In 1995 I had the opportunity to spend three weeks in the Nara National Cultural Properties Research Institute, Japan, hosted by Nishimura San. This was by far my most memorable research visit, especially as Nishimura San had taken it upon himself to introduce me to Japanese archaeology and culture. It started with Japanese food (and how to eat it), included visits to many temples, archaeological sites and museums, and also exposed me to fancy Japanese archaeological excavation practices: workers with white gloves shifted spoil onto mobile conveyor belts that transported everything to dedicated sieving areas – like magic. Similarly, our joint magnetometer surveys (also requiring white gloves) were meticulously planned, including a metal detector survey to clear modern rubbish prior to our start. My amazement about all these wonders must have looked quite naive, but Nishimura San generously ignored this, and instead made me feel at home in Japan through this fast-paced immersion. He instilled in me a lasting admiration for Japan.
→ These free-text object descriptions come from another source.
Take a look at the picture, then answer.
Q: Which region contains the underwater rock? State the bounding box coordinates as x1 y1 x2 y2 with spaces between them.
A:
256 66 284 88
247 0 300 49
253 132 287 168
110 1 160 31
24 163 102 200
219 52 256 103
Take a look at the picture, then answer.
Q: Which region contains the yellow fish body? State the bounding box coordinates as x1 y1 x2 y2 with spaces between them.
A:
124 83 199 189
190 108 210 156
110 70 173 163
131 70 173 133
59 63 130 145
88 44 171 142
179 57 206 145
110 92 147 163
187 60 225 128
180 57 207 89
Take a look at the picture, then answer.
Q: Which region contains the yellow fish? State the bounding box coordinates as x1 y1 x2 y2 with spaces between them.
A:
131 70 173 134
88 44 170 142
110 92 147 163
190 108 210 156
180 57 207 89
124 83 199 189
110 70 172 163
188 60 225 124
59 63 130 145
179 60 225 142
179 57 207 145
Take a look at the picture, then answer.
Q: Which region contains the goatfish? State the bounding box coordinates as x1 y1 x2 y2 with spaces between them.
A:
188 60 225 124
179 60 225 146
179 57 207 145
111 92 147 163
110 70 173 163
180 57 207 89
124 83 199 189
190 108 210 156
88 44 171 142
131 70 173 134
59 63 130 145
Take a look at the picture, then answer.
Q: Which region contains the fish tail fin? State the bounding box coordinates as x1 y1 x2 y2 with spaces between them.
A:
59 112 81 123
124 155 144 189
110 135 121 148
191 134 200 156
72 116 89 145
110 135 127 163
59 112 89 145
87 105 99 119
Not only was he highly respected for his archaeological and archaeological geophysics knowledge, but also for his innate ability to mentor students, colleagues and friends to strive for high standards in their professional work. I know many who always looked for his approval of their latest fieldwork or research output and I certainly was always relieved when he commented positively on my results, for example during conferences.
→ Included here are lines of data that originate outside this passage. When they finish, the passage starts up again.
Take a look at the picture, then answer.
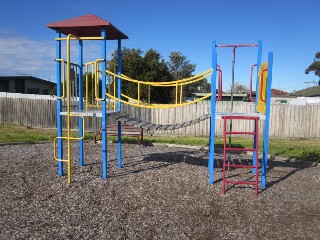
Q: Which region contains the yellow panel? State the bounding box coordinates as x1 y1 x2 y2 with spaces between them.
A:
257 62 268 114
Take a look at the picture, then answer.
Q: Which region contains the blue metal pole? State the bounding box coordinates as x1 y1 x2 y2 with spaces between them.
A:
261 51 273 188
117 38 123 169
252 40 262 174
208 41 217 184
78 40 84 166
56 31 63 176
101 28 108 179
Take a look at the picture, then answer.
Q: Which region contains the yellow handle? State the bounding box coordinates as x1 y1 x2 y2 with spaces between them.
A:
257 62 268 114
53 114 86 185
55 59 65 100
95 59 105 101
53 137 68 162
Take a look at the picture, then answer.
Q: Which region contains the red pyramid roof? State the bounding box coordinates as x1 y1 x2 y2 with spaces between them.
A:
47 14 128 39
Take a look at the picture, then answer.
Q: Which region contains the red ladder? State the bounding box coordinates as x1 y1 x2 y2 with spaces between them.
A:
222 115 259 196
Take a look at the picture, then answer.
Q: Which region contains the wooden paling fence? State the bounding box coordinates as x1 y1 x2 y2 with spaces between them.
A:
0 94 104 133
1 93 320 138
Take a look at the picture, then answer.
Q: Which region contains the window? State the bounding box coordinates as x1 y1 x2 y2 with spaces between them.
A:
15 79 25 93
0 80 9 92
27 88 39 94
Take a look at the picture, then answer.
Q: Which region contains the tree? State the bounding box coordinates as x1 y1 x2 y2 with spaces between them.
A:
140 49 173 103
49 85 56 96
113 48 144 100
197 79 211 93
305 52 320 82
167 51 195 80
111 48 173 103
167 51 203 99
227 82 249 94
82 72 99 104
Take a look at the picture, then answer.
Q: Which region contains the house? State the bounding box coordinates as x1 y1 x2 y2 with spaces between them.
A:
270 88 294 104
191 88 293 103
189 92 247 102
0 76 55 95
245 89 293 104
288 86 320 105
290 97 320 105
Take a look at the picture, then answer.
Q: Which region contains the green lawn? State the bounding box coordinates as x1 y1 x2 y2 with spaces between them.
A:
0 125 319 163
0 125 57 143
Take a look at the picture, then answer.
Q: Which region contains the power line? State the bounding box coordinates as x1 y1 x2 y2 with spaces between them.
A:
304 80 317 88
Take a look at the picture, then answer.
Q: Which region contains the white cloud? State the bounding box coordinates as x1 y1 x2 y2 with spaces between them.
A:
0 34 55 80
0 31 119 82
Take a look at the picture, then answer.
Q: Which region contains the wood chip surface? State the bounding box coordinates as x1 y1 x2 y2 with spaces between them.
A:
0 142 319 239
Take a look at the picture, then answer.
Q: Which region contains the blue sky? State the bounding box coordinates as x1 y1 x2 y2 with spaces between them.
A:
0 0 319 92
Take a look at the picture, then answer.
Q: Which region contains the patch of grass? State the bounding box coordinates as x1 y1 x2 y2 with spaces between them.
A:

He attended nearly all International Conferences on Archaeological Prospection and organised the second one (ICAP1997, see also the book of abstracts) in Ise, Japan. This was a considerable step up in professionalism from the first conference that we had put together in Bradford and certainly set a standard for subsequent meetings. When a special event was organised in 2006 to celebrate Arnold Aspinall’s 80th birthday he took it upon himself to come to Bradford to visit and celebrate his friend. Arnold was very touched that colleagues travelled even from Japan, just to celebrate with him.
While initially mainly using magnetometer surveys, as they were well suited to the investigation of medieval kiln sites, one of his interests, he soon realised the powerful contributions that ground penetrating radar (GPR) could make to archaeological prospection. Starting with analog printouts along transects, his work with Dean Goodman resulted in new digital timeslices that provided map-views of the ground, which archaeologists were able quickly to use for their own research. He also forged close links with the Japanese equipment manufacturer Oyo, where I was introduced during my visit to a team, specifically assembled to advance archaeological investigations. Similarly, his links with the research group of Dr Hiroyuki Kamei at the Tokyo Institute of Technology allowed him to stimulate research in archaeological prospection by presenting the geophysical engineering team with always new challenges. Having been introduced to this research group during my research visit, we were able to undertake joint research in the UK, mainly looking at medieval metalworking sites.
Nishimura San, like Arnold Aspinall, encouraged high standards through generosity and kindness and I and many others have greatly benefitted from his mentoring. He will be remembered very fondly.